Quadriceps strains and strains

Quadriceps anatomy

The quadriceps is the most voluminous muscle in the anterior region of the thigh and, as the name suggests, is made up of four heads:

  • rectus femoris
  • vastus medialis
  • lateral vastus
  • vast intermediate

Their main function is to extend the leg (only the rectus femoris also participates in the flexion of the thigh on the pelvis).

Quadriceps tear

The quadriceps is made up predominantly of white fibers (IIa), which allow for powerful and explosive movements. It is during these violent contractions that the quadriceps can rupture near the musculotendinous junction. In this case we speak of a muscle tear, a traumatic event that can cause the rupture of a small number of fibers (first degree tear), or affect a more important part of the muscle (second degree tear) up to its complete laceration ( third degree muscle tear).

Other times the fiber break is caused by a trauma that affects the quadriceps when it is contracted (impact of the opponent's knee against the thigh in football).In these cases the muscle is violently compressed against the underlying bone and can be injured.

A tear can affect the quadriceps even when the muscle is overstretched. Often in these cases there is not a real break but a simple elongation of the muscle fibers which, while exceeding their tolerance limit, are damaged but not torn. In these cases we speak of muscle strain, a medium-sized injury, often due to an imbalance between the strength of the quadriceps and that of the hamstrings (hamstring) in favor of the latter.
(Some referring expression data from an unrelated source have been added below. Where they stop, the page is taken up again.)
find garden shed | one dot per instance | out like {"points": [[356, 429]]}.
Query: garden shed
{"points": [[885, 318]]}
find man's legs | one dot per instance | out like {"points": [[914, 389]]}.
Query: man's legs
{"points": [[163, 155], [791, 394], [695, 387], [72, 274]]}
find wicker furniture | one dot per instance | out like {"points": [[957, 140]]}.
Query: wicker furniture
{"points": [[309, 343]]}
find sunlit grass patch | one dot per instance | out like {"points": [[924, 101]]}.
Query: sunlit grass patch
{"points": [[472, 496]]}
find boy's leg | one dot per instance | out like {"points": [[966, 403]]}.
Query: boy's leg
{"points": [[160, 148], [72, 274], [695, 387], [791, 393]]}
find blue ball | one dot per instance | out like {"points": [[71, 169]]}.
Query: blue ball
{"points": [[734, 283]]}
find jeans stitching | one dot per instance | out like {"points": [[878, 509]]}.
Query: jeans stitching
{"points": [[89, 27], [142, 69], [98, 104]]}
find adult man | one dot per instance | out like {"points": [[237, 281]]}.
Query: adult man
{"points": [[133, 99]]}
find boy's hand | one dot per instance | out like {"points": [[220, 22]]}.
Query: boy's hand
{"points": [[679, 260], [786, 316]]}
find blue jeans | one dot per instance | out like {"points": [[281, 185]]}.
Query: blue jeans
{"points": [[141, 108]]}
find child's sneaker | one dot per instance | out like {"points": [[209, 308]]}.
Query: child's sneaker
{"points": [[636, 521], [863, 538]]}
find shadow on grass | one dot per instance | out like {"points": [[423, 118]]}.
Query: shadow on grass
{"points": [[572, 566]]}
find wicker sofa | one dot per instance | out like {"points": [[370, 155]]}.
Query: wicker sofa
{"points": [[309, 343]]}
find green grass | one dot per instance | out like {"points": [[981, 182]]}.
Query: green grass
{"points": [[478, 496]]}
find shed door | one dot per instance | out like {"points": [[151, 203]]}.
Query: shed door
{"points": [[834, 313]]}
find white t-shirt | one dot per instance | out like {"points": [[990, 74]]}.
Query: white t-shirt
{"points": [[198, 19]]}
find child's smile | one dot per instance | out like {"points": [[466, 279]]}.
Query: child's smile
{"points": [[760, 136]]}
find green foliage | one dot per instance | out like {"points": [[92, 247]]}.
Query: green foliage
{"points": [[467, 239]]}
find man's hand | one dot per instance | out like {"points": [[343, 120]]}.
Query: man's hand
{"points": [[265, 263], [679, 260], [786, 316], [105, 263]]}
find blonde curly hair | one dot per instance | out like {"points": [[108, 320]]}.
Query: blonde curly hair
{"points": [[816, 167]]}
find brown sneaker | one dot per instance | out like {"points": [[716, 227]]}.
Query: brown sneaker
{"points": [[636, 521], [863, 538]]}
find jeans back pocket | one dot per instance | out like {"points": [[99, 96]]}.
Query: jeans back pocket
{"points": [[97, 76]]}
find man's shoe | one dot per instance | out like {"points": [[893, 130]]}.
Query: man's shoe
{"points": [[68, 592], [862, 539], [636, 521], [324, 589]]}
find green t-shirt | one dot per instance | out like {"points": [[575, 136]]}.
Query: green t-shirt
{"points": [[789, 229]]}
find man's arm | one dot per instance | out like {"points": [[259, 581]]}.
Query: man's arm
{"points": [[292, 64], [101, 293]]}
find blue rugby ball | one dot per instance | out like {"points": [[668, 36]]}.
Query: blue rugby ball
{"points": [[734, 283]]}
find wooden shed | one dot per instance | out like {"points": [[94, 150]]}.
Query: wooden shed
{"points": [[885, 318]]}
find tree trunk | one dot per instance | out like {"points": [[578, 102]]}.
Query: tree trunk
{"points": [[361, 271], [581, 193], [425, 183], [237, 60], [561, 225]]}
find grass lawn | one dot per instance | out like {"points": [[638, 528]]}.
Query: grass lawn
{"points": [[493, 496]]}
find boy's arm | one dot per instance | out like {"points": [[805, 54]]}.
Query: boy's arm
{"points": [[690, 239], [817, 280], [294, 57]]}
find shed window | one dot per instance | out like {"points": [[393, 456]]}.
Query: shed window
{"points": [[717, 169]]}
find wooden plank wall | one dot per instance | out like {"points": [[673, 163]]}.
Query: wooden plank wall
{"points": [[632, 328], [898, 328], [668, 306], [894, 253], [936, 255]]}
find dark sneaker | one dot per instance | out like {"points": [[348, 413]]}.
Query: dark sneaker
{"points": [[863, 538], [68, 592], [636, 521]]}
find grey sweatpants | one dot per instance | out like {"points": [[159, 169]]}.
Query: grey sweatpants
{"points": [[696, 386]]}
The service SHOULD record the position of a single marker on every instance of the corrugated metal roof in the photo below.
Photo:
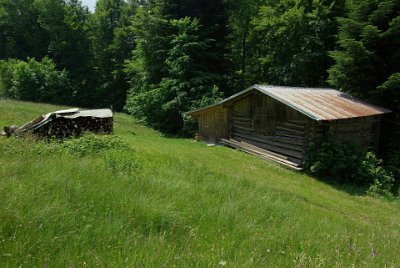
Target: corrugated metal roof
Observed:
(317, 103)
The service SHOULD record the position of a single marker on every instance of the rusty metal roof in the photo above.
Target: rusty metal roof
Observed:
(321, 104)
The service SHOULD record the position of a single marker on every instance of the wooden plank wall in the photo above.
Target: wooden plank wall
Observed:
(264, 122)
(213, 124)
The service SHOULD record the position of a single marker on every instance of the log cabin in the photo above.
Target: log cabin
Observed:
(278, 123)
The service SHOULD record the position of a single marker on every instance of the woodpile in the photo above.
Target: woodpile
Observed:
(66, 123)
(63, 127)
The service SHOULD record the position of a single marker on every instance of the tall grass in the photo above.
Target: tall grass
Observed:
(161, 202)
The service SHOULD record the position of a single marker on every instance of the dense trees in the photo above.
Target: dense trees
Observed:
(160, 58)
(367, 61)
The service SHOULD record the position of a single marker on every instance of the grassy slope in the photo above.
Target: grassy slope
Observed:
(174, 202)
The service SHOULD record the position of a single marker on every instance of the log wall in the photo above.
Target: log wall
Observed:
(262, 122)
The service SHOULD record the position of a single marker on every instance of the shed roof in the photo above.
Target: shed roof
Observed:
(321, 104)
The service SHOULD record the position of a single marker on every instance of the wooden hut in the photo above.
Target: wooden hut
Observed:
(278, 123)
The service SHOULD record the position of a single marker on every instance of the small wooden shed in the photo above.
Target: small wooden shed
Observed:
(278, 123)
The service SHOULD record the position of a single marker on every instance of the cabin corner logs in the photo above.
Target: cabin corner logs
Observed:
(261, 125)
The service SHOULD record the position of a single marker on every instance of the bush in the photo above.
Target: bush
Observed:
(34, 81)
(349, 163)
(393, 166)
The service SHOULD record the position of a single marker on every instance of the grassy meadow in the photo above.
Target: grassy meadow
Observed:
(155, 201)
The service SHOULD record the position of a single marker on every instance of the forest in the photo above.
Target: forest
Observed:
(157, 59)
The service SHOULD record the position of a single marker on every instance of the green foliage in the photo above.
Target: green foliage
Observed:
(367, 59)
(188, 83)
(34, 81)
(294, 38)
(112, 43)
(349, 164)
(392, 164)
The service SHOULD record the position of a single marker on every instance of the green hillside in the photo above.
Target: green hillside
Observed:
(155, 201)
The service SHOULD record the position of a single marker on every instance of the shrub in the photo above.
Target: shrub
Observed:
(349, 163)
(393, 165)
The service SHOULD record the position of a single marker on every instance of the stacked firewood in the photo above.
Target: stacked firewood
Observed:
(62, 127)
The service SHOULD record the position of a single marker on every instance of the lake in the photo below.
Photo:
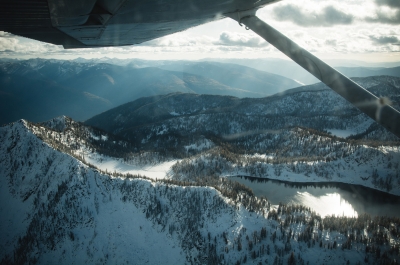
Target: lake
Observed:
(325, 198)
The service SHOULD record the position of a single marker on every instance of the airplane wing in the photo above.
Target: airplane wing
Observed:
(100, 23)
  • Sharp and violent pain at the time of the trauma, the stronger the greater the percentage of injured fibers
  • The initial pain is followed by a muscle spasm
  • Pain increases when palpating the injured area
  • Mobility restriction; in the case of simple first degree muscle strain or strain, the pain can be endured and allow the continuation of sporting activity; however, it is advisable to stop training even if the pain felt is slight.
  • Appearance of swelling and hematoma, often extensive
  • Tactile perception of a step in the anterior part of the thigh near the injured area (in case of severe injury)
  • Pain can be evoked by contraction against resistance

Care and treatment

We recommend the immediate application of RICE, the most accredited protocol for acute musculotendinous injuries. In this initial phase, the objectives of the treatment are: immobilization, the application of a cold pack for 15-20 minutes every two or three hours (ice pack or spray) and a compression bandage to reduce bleeding and mechanical stress on the injured structure. If the pain is very intense, do not hesitate to use crutches, in any case avoid contracting or straining the injured muscle.
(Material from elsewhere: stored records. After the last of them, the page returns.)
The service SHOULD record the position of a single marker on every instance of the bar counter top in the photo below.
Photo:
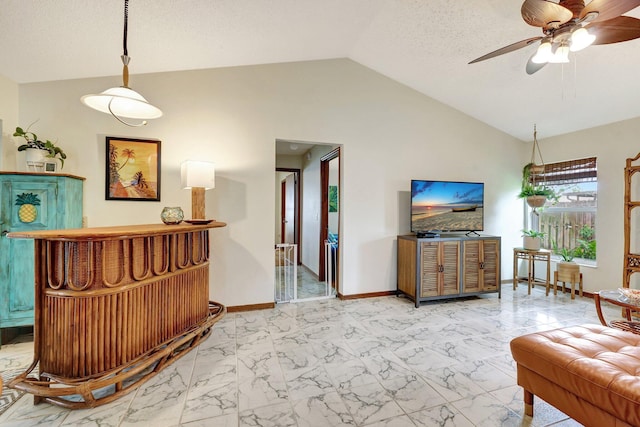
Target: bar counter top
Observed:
(113, 232)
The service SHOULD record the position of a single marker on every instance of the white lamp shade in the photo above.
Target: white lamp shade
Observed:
(195, 173)
(124, 102)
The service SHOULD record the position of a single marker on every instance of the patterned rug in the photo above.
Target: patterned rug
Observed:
(9, 396)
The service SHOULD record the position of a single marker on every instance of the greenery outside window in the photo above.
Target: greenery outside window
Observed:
(570, 223)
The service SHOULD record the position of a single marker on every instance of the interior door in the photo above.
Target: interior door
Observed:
(330, 219)
(288, 209)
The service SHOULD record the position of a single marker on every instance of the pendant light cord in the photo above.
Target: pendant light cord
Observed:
(126, 20)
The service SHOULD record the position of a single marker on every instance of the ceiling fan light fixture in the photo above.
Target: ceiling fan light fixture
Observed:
(581, 39)
(561, 55)
(543, 54)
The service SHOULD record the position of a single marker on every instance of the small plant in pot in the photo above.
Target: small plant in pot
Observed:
(536, 195)
(532, 239)
(42, 148)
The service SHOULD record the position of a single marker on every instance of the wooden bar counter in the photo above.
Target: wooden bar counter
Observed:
(114, 306)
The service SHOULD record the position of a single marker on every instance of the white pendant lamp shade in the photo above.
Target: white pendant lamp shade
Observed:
(122, 102)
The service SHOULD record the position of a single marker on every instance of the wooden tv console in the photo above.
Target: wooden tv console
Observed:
(448, 266)
(114, 306)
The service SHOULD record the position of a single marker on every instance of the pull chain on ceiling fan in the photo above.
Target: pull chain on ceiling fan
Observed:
(569, 25)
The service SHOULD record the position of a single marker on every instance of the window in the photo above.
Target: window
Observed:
(570, 223)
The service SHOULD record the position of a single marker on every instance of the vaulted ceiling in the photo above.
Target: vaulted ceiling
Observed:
(424, 44)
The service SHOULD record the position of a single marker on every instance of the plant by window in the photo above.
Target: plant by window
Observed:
(532, 233)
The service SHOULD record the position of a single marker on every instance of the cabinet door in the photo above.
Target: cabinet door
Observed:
(480, 265)
(429, 269)
(490, 266)
(449, 260)
(24, 205)
(471, 280)
(440, 269)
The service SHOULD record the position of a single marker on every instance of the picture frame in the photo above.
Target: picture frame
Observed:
(132, 170)
(333, 198)
(50, 166)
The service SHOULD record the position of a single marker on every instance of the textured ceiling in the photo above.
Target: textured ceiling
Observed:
(424, 44)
The doctor may prescribe non-steroidal anti-inflammatory drugs (NSAIDs) such as ibuprofen to reduce inflammation and pain. In case of complete rupture and / or heavy bleeding, hospitalization may be necessary to control the situation; especially in such situations, the intake of aspirin (acetylsalicylic acid) is contraindicated, due to the antiplatelet power (from irreversible blockade of platelet COX-1) higher than that, reversible, of ibuprofen and other NSAIDs.

If after 48-72 hours from the trauma the swelling has subsided, bruises appear and there is an improvement in contractile abilities, the rehabilitation program can be started. If, on the other hand, the symptoms do not show signs of improving, it is good to contact a doctor who will carry out further investigations to clarify the situation and rule out complications.
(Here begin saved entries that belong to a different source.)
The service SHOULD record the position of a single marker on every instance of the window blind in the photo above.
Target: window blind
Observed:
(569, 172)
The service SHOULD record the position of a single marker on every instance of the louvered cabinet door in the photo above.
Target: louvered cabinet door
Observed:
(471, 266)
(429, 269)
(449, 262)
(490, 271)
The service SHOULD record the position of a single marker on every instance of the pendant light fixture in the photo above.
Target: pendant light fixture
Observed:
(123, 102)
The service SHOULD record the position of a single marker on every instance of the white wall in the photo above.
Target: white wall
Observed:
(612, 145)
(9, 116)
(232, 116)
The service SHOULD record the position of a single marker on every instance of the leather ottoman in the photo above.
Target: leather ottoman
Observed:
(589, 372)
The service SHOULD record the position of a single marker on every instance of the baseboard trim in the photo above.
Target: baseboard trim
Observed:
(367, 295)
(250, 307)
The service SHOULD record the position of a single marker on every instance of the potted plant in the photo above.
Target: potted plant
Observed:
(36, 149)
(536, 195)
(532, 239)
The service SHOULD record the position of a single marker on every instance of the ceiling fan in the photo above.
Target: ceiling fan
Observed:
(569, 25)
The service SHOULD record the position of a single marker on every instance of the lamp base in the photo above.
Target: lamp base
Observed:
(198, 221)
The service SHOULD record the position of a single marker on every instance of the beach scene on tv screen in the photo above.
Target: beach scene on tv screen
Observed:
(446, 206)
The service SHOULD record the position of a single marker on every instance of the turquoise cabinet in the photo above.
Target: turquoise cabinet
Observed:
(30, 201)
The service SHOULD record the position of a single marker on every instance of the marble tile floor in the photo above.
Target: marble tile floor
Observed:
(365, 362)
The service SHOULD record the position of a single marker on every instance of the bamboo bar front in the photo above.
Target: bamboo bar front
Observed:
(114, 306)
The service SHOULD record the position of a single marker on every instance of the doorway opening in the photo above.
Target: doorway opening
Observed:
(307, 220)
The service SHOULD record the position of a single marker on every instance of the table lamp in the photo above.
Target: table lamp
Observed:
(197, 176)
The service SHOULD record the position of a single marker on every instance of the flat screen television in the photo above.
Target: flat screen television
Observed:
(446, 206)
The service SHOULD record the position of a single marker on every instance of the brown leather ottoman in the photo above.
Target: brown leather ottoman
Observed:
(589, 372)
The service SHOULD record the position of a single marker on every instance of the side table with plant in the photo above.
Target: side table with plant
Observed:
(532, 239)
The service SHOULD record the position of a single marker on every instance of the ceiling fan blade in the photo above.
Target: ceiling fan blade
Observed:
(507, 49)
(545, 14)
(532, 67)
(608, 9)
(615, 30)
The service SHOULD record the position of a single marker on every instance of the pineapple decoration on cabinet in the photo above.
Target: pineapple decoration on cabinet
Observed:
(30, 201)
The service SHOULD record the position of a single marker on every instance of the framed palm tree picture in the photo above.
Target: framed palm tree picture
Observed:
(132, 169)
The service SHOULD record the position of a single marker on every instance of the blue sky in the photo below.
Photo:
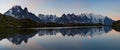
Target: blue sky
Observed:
(109, 8)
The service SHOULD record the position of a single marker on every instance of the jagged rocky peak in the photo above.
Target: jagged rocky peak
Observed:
(19, 13)
(25, 9)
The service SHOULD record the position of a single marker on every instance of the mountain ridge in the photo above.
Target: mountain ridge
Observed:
(19, 13)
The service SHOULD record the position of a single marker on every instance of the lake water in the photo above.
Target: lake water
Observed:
(92, 38)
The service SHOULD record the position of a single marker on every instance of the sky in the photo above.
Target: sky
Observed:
(110, 8)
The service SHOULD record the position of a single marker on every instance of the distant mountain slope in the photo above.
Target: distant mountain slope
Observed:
(19, 13)
(8, 21)
(84, 18)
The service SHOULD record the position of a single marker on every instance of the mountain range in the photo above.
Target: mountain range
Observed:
(23, 13)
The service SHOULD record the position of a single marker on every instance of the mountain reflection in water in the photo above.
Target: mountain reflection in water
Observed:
(17, 36)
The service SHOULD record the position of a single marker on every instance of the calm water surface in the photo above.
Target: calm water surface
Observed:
(103, 38)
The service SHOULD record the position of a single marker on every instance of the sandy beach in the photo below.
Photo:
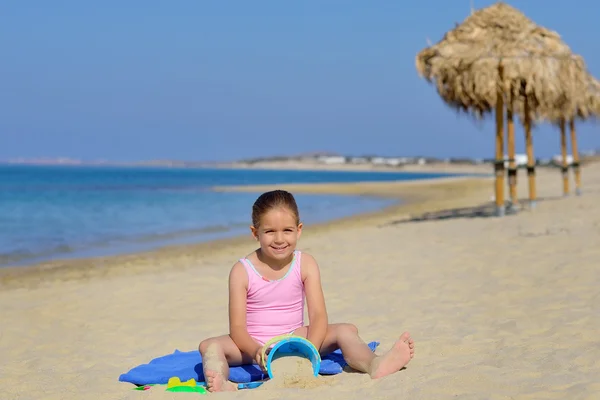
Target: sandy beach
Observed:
(499, 308)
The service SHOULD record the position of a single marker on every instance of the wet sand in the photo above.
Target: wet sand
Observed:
(499, 308)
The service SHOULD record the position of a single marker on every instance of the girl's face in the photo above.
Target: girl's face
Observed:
(278, 233)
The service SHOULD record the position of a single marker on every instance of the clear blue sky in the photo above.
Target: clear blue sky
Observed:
(191, 79)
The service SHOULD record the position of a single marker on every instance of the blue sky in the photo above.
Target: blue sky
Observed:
(223, 80)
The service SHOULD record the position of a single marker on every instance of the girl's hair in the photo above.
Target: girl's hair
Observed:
(273, 199)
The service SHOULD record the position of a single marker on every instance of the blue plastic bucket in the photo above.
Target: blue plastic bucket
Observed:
(295, 346)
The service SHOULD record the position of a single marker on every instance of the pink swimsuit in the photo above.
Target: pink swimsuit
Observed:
(276, 307)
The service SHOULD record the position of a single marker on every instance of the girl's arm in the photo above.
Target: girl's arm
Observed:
(315, 301)
(238, 286)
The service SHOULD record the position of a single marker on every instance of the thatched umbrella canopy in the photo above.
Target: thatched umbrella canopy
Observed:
(536, 63)
(499, 55)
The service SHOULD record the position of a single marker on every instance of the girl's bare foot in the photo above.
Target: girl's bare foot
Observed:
(395, 359)
(216, 383)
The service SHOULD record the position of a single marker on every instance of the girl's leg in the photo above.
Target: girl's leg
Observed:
(218, 354)
(359, 356)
The strengthening of the quadriceps combined with stretching exercises is necessary to prevent the chronicization of the lesions. It is advisable to gradually increase the intensity of these exercises: in the initial phase, for example, it is good to work with moderate loads and a high number of repetitions; in this way the local flow of blood, oxygen and nutrients will be favored, facilitating the process. of regeneration and limiting the formation of scar tissue. In these early stages, rehabilitation in water is particularly useful as it allows to limit the load on the injured limb.

Among the most useful physical therapies we remember ultrasounds and tercar therapy.

RECOVERY TIMES: healing generally takes 2-12 weeks depending on the extent of the lesion and hematoma.

Surgery is only necessary in the most severe cases or when the lesions become chronic.